L'employeur doit veiller au respect des temps de repos obligatoires : pause après 6 heures de travail (article L.211-16 §3), repos journalier de 11 heures consécutives (article L.211-16 §3) et repos hebdomadaire ininterrompu de 44 heures (article L.231-11). Ces repos minimaux constituent un cadre incompressible pour la planification d'heures supplémentaires.

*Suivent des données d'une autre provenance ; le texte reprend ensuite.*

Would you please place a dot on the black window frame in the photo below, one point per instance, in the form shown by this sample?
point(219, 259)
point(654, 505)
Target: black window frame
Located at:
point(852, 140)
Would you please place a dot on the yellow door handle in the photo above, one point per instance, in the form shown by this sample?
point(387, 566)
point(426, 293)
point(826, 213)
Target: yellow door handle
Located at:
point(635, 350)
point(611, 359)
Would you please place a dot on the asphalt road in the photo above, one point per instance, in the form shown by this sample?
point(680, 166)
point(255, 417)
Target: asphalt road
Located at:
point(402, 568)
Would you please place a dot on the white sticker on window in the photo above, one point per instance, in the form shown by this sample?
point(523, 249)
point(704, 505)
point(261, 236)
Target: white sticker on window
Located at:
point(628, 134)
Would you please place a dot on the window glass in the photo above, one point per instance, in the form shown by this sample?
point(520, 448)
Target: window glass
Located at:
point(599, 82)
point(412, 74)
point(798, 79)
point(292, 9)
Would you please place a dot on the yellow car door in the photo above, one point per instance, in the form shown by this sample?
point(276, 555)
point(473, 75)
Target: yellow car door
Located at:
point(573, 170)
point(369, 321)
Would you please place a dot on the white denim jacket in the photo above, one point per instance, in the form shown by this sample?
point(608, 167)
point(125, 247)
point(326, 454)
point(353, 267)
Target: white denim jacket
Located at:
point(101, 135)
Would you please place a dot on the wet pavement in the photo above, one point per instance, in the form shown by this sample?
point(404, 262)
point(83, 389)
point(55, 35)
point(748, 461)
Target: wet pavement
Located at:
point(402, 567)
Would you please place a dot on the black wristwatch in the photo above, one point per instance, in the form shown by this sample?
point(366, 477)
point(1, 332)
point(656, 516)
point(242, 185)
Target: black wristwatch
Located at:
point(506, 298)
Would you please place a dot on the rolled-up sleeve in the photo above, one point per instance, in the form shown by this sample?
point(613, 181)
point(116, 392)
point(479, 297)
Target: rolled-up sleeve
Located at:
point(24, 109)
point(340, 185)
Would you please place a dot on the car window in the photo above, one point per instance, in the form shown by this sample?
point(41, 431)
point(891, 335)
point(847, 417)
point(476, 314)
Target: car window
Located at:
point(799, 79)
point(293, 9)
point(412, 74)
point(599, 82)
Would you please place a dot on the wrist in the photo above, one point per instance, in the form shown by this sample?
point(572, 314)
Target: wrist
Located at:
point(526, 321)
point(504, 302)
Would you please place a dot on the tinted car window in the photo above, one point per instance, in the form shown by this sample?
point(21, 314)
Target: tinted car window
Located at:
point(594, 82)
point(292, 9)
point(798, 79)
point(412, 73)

Il est recommandé de privilégier le dialogue social par une concertation préalable avec la délégation, et de prévoir éventuellement dans le règlement intérieur ou la convention collective les modalités d'organisation des heures supplémentaires afin de prévenir les conflits.
Cadre juridique
| Référence | Objet |
|---|---|
| Article L.211-5 | Durée normale de travail (8h/jour, 40h/semaine) |
| Article L.211-12 | Durée maximale absolue (10h/jour, 48h/semaine) |
| Article L.211-22 | Définition du travail supplémentaire |
| Article L.211-23 | Procédure de notification/autorisation ITM et avis de la délégation |
| Article L.211-26 | Plafond de 2 heures supplémentaires par jour |
| Article L.211-27 | Compensation : 1h30 de repos ou paiement majoré de 40% |
| Article L.123-4 | Refus du salarié à temps partiel non constitutif de motif de licenciement |
| Article L.336-1 | Interdiction des heures sup pour femmes enceintes et allaitantes |
| Article L.344-10 | Interdiction des heures sup pour les adolescents (15-18 ans) |
Note
Un refus injustifié d'heures supplémentaires légalement demandées peut constituer une faute disciplinaire, voire une faute grave selon les circonstances. À l'inverse, un refus fondé sur un vice de procédure, une protection légale ou un abus de droit de l'employeur ne peut donner lieu à aucune sanction.